Maputo, 04 fev 2026 (Lusa) – Mais de 75 mil moçambicanos estão abrigados em 76 centros de acomodação, entre os 723.500 afetados pelas cheias desde janeiro, registando-se 23 mortos, segundo o Instituto Nacional de Gestão e Redução do Risco de Desastres (INGD).

De acordo com a atualização na base de dados do INGD, a que a Lusa teve hoje acesso, com informação até às 13:30 (11:30 de Lisboa), as cheias que se registam em vários pontos de Moçambique já afetaram o equivalente a 170.248 famílias.

Desde 07 de janeiro foram registados ainda 145 feridos e nove desaparecidos, além de 3.555 casas parcialmente destruídas, 832 totalmente destruídas e 165.946 inundadas, agravando os números anteriores.

Desde o início da época das chuvas, em outubro, incluindo as cheias de janeiro, há registo de 182 mortos, além de 289 feridos e de 844.932 pessoas afetadas, segundo os dados do INGD.

Em 16 de janeiro, o Governo decretou o alerta vermelho nacional.

De acordo com os dados atualizados, estão atualmente ativos 76 centros de acomodação, com 75.264 pessoas, após o encerramento de mais um destes centros nas últimas horas.

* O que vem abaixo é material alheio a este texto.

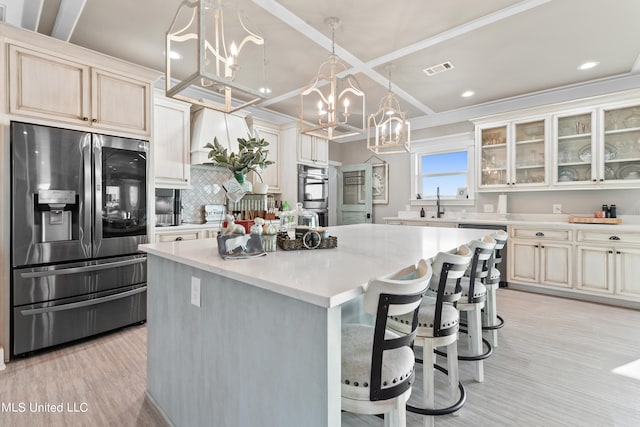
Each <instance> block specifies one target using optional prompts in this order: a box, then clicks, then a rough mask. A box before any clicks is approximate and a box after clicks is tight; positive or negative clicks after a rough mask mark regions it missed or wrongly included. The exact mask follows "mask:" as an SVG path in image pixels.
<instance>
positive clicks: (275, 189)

Nesta atualização, contabiliza-se ainda que desde 07 de janeiro foram afetadas 229 unidades sanitárias e 323 escolas, 14 pontes, 88 aquedutos e 3.783 quilómetros de estrada.

O registo do INGD aponta também para 440.852 hectares de área agrícola afetados, dos quais 275.405 dados como perdidos, atingindo a atividade de 314.780 agricultores, além da morte de 408.118 cabeças de gado, entre bovinos, caprinos e aves.

A União Europeia, os Estados Unidos, Portugal, Angola, Espanha, Timor-Leste, Suíça, Noruega e Japão, além de países vizinhos, já anunciaram e enviaram ajuda humanitária de emergência.